Am I going to do it here, on the D train? There’s a drunk yuppie lying sideways on the seat opposite us, talking in his sleep about … something to do with stocks, I don’t even know. Am I going to do it at the airport, before she leaves (for possibly forever)? What good will that do?

  It will let her know there’s something to come back to — that there was always more to New York than that hipster doofus.

  Besides, you won’t know what she feels if you don’t ask her. So, ask …

  But there’s one thing I have to ask before that. I hate myself for not being able to help asking it, but I just can’t not ask.

  “Hey,” I say, gently lifting the shoulder she’s resting on. She looks up at me through the hair that has fallen over her face, and I have to stop myself from reaching out to move it. That might come with the question after this one. “What were you and Luke talking about, out in the yard?”

  “Nothing much,” she says instantly — no sign that she’s wondering why I’m asking. “I think he was just being a wind-up merchant, that’s all.”

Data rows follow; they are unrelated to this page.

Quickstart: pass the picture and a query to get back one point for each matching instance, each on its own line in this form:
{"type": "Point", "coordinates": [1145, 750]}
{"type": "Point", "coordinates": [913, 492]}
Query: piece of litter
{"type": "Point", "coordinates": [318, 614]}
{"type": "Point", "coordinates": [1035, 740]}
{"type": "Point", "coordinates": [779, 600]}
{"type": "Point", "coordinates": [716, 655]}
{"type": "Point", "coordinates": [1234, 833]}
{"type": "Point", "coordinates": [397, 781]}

  Great — like this is the time for me to need subtitles.

  She sees the look on my face and clarifies, speaking through a yawn: “I think your version is, he was ‘jerking you around.’ Is that it? He wasn’t interested in me, he just wanted to make you a bit jealous, to see if you’d throw a fit.” She drops her head back on my shoulder. Yawns again. “That’s what you two do to each other, innit?”

  One hour at my house, and she picked that up. Maya had one year with me, and she’d never gotten there. She always flirted back. It was attention that was being offered, and she could never turn it down. Even if it totally embarrassed me in front of my own family.

  Come on, man. Charlotte gets it; she gets you.

  Just say it.

  “Well, Luke was always good at making me mad.” I don’t lean my head on hers again, because the way my heart is hammering, I think I’d give her a bruise. “And he knew for damn sure it’d work tonight, because … well, I guess he was onto something. I, uh … I …” Man, why is this so hard to do?